Show Profile  Greg Posted: 8 September 2004, 4:53 PM  
I'm more concerned with whats goning to happen after WOC'05 and JWOC'07 I think we need to have plans to keep developing depth in NZ. The OZ test matches are good if you are sending the right people at the moment we are not.

Top 15 even Top 10 WOC results are realistic but as Darren said you have to be living or spending a large chunk of your time in Europe.

As for Aims I think the WOC results (top 15) should be a starting point. Also it is possible for us to get a top 10 result at JWOC as well, but I think it should be more important trying to produce 3-4 guys every year that are capible of getting a top 20. With the WOC results we should be trying to get 3-4 people of each sex good enough for these results (as it all comes down to on the day performance) and if we have this depth we should also be able to get some really good relay results as well.

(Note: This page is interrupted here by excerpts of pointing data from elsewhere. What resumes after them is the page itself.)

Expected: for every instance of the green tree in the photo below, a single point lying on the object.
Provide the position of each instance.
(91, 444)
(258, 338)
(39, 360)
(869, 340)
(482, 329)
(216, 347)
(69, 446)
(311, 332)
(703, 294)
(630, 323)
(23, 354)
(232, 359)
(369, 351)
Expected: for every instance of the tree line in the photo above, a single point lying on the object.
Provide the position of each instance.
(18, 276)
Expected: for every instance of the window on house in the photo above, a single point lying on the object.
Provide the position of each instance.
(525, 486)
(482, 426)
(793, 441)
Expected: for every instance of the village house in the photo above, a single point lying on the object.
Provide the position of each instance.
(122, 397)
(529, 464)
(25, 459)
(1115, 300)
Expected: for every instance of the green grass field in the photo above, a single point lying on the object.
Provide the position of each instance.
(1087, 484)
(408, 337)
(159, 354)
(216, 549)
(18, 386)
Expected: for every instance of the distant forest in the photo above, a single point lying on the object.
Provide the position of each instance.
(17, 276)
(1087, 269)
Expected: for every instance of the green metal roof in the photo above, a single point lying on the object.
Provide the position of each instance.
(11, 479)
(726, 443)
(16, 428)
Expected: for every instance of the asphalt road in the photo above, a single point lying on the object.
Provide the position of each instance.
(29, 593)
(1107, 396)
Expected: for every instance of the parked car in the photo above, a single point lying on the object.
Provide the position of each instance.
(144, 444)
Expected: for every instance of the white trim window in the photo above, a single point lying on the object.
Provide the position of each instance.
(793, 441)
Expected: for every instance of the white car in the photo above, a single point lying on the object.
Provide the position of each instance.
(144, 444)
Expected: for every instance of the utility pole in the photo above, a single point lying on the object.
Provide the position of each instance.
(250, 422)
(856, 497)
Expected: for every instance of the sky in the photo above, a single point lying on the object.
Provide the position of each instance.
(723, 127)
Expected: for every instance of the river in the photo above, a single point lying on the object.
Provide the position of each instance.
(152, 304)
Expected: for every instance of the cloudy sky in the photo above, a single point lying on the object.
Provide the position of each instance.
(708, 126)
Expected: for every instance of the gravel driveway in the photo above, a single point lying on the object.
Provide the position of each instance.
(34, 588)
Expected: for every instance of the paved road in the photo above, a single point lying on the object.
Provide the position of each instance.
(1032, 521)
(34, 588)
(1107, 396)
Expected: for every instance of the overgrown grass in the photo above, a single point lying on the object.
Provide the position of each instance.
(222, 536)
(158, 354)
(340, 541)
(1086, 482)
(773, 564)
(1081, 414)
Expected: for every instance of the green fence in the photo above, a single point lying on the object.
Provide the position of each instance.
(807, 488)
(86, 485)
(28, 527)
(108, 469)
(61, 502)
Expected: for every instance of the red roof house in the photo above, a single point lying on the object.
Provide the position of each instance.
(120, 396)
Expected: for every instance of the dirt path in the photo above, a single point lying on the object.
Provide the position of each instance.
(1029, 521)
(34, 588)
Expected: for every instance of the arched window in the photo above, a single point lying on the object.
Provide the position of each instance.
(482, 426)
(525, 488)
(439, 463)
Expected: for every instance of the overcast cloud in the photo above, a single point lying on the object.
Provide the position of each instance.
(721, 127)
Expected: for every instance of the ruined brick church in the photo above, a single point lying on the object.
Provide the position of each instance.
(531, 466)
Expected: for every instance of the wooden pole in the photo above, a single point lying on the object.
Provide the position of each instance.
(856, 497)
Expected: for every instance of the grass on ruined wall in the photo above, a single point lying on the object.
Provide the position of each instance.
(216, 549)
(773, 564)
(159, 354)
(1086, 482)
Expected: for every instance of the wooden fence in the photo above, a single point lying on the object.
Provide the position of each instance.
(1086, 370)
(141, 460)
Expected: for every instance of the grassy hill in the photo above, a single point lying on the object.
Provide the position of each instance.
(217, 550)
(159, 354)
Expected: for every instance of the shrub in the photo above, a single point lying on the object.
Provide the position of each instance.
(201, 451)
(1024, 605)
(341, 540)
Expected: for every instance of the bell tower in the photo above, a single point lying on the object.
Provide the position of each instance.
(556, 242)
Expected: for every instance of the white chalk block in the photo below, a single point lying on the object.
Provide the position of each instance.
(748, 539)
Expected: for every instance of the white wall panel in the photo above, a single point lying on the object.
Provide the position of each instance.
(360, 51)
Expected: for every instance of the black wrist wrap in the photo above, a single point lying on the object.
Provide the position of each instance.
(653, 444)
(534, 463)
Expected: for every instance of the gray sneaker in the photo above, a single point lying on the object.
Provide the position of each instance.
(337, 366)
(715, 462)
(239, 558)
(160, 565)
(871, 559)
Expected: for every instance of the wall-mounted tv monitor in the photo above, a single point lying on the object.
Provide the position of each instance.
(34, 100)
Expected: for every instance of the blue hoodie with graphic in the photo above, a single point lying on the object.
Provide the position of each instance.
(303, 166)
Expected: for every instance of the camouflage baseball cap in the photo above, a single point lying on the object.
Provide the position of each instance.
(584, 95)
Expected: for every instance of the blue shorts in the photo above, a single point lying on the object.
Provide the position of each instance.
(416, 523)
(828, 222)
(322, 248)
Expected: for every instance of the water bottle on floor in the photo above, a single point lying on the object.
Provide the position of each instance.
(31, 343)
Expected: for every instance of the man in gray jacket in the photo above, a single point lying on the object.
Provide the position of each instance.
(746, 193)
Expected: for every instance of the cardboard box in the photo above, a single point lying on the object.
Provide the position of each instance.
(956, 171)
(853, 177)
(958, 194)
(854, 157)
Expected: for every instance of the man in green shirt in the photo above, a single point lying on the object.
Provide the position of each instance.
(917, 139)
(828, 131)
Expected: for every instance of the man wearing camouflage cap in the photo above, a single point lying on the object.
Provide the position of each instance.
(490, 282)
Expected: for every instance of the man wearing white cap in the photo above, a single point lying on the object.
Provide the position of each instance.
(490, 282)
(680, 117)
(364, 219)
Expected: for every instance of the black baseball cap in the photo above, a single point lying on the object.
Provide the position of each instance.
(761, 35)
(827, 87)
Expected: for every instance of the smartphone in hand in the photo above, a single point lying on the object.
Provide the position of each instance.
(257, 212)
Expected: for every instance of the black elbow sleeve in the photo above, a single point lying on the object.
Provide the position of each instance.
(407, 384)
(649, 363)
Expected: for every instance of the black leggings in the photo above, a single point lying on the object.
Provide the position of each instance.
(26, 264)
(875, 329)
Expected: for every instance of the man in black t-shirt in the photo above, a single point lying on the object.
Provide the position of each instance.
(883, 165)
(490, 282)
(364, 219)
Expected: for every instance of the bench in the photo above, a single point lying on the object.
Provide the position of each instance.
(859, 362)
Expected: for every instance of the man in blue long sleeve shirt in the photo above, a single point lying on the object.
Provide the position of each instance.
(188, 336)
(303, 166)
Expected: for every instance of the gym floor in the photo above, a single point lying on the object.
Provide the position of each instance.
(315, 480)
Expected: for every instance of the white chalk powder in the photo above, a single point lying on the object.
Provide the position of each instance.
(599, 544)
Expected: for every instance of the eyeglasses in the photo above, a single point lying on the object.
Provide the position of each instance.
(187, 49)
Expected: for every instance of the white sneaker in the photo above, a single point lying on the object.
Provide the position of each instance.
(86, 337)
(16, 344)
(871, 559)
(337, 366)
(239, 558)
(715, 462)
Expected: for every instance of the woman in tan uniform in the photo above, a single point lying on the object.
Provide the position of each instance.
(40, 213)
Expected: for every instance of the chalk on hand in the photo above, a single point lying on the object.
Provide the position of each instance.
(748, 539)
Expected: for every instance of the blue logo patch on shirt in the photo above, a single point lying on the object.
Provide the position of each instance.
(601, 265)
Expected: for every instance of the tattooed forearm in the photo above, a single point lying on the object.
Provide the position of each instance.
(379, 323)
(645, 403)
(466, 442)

Show Profile  Andrew M Posted: 9 September 2004, 3:06 AM  
Aims for the next 2-3 years. (in no particular order)

A top 10 placing at JWOC.
Continued growth of the Superseries - 10 competitive men / 5 competitive women from each region.
Annual elite training camps, a camp in New Zealand and overseas each year.
Developing a support network of specialist coaches, sports physiologists, running coach.
A male and female elite ranked in World Top 50.

Aims for the next 5-10 years.

Sending a full and competitive team to JWOC. Relay teams in top 10.
Superseries with rounds in Australia and regular involvement from international elites.
Elite squads based in each region with support network of specialist coaches.
3 or 4 individuals qualifying for finals at WOC
A top 20 placing at WOC every year.
Top 5 placing once every 5 years at WOC.
Orienteering sports betting at the TAB.

This message was edited by Andrew M on 9 September 2004, 11:07 AM

Show Profile  jeffg Posted: 9 September 2004, 3:48 AM  
Top level sport (any sport) is about winning. No exceptions.
The high performance plan for orienteering has to be able to take the one-in-a-million talented junior and get them to the podium at JWOC and then WOC. If they get 20th or 15th (i.e. don't meet their full potential) well that's not good enough.
The ultimate goals will no doubt have a balance of emphasis on depth and individual achievement, but if they can't accommodate that vision of winning on the highest stage, then that will be reflected in the results and the profile of the sport in NZ.

Show Profile  Jamie Posted: 9 September 2004, 4:09 AM  
The one in a million junior will make it to the top with the help of one or two key mentors as long as the wider high performance program gives them the competition and motivation as they rise through the ranks.

We need to build a decent "springboard" into Europe. Lets arm our talent with good techniques, physical excellence, discipline and experience in quality domestic competitions.

This message was edited by Jamie on 9 September 2004, 12:09 PM

Show Profile  A1 Posted: 9 September 2004, 4:44 AM  
be careful about putting performance expectations like that on juniors. telling your most talented juniors they've failed at jwoc because they only came 8th could mean the end of them achieving anything as an elite - which is far more important. In aus we have performance goals for elites, but junior competition is considered entirely developmental and good results are a bonus.